Re: [PATCH] cgroup: freezer: Don't wake up process really blocked on signal

Oleg Nesterov <oleg@xxxxxxxxxx> · Wed, 18 Sep 2019 13:47:45 +0200

On 09/18, Honglei Wang wrote:
>
>
> On 9/17/19 9:47 PM, Oleg Nesterov wrote:
> >>>int main(int argc, char *argv[])
> >>>{
> >>>         sigset_t waitset;
> >>>         int signo;
> >>>
> >>>         sigemptyset(&waitset);
> >>>         sigaddset(&waitset, SIGINT);
> >>>         sigaddset(&waitset, SIGUSR1);
> >>>
> >>>         pthread_sigmask(SIG_BLOCK, &waitset, NULL);
> >>>
> >>>         for (;;) {
> >>>                 signo = sigwaitinfo(&waitset, NULL);
> >>>                 if (signo < 0)
> >>>                         err(1, "sigwaitinfo() failed");
> >>>
> >>>                 if (signo == SIGUSR1)
> >>>                         printf("Receive SIGUSR1\n");
> >>>                 else
> >>>                         break;
> >>>         }
> >>>
> >>>         return 0;
> >>>}
> >
> >Well, I think we do not care. Userspace should handle -EINTR and restart
> >if necessary. And afaics this test case can equally "fail" if it races
> >with the system freezer, freeze_task() can be called between
> >set_current_state(TASK_INTERRUPTIBLE) and freezable_schedule() in
> >do_sigtimedwait().
> >
> >OTOH, this is another indication that kernel/cgroup/freezer.c should
> >interact with freezer_do_not_count/freezer_count somehow.
> >
>
> It looks weird if a task is happily waiting for the desired signal, but is
> woke up by an move from one cgroup to another (which is really not related
> to any signal action from the point of userspace), doesn't it?

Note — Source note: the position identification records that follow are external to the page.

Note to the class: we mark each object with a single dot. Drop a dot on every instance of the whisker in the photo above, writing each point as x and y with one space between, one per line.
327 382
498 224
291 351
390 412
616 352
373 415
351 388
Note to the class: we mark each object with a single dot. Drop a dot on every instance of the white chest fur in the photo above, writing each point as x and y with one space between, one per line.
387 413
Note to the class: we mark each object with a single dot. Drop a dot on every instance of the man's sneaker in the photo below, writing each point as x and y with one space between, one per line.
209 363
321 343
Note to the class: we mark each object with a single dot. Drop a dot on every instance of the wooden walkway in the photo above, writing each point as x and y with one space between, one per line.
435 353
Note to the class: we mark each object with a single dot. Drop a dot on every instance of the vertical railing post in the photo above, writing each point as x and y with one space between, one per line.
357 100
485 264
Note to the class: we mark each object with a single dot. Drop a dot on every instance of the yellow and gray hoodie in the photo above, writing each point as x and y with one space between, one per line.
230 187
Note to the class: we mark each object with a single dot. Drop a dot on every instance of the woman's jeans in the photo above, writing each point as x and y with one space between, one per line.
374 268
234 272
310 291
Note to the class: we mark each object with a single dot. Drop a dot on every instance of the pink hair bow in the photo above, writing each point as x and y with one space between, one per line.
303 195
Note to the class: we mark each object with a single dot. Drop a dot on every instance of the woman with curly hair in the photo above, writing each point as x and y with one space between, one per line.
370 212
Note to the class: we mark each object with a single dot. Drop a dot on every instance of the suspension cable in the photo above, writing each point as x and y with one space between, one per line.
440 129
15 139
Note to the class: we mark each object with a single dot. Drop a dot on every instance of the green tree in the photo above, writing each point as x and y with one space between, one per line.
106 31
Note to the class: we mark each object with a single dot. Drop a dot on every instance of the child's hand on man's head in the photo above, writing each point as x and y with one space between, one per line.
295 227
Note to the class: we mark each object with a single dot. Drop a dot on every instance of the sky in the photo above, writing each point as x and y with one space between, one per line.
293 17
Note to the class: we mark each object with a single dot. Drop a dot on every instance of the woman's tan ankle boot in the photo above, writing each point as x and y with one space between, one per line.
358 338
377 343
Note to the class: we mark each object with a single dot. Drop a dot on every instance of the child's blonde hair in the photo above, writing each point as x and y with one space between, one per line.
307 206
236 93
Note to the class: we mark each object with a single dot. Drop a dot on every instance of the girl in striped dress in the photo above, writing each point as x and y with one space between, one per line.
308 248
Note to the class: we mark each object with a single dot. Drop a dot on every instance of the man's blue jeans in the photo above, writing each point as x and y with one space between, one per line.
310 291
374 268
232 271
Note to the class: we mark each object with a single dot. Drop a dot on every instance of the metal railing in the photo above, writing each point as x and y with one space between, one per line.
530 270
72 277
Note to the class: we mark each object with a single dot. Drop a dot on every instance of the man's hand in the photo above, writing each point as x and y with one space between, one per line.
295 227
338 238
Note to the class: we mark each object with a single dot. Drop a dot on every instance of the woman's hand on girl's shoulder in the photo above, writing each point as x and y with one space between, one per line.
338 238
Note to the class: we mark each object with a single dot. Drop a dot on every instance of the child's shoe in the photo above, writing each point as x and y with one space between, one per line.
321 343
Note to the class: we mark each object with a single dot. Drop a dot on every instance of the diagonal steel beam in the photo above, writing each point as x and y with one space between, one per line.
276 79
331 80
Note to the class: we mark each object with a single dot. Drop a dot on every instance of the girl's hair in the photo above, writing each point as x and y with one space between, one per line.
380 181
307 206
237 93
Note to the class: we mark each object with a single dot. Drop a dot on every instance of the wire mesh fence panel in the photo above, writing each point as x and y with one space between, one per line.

Again, imo a sane application should handle -EINTR. Nothing really weird.

There are other reasons why sigwaitinfo() can return -EINTR. Say, another
thread can steal a signal. Or, simply start you test-case and run
strace -p.

If you want to "fix" sigwaitinfo() - just make it restartable, that is all.
But see above, I don't think this makes any sense.

> At this point, seems we need to be sure if it's necessary for cgroup to fix
> this problem or not.

Well, to me this particular problem simply doesn't exist ;) However, cgroup
freezer has other, more serious problems.

> >>>diff --git a/kernel/cgroup/freezer.c b/kernel/cgroup/freezer.c
> >>>index 8cf010680678..08f6abacaa75 100644
> >>>--- a/kernel/cgroup/freezer.c
> >>>+++ b/kernel/cgroup/freezer.c
> >>>@@ -162,10 +162,14 @@ static void cgroup_freeze_task(struct task_struct *task, bool freeze)
> >>>  	if (freeze) {
> >>>  		task->jobctl |= JOBCTL_TRAP_FREEZE;
> >>>-		signal_wake_up(task, false);
> >>>+
> >>>+		if (sigisemptyset(&task->real_blocked))
> >>>+			signal_wake_up(task, false);
> >
> >This can't really help, ->real_blocked can be empty even if this task
> >sleeps in sigwaitinfo().
> >
>
> Sorry, I'm not quit clear about the 'sleep'. sigwaitinfo() sets
> ->real_blocked in do_sigtimedwait() and it goes to
> freezable_schedule_hrtimeout_range() soon. After the task is woke up,
> ->real_blocked is cleared. Seems there is no chance to set ->real_blocked to
> empty in this path. Do I miss something important here? Please correct me.

Hmm. do_sigtimedwait() does

	tsk->real_blocked = tsk->blocked;

Now, if tsk->blocked was empty (sigisemptyset() == T), then why do you think
the sigisemptyset(real_blocked) check in cgroup_freeze_task() won't be true?

But in fact this doesn't really matter. This patch is wrong in any case.
sigwaitinfo() must not block cgroup freezer.

Oleg.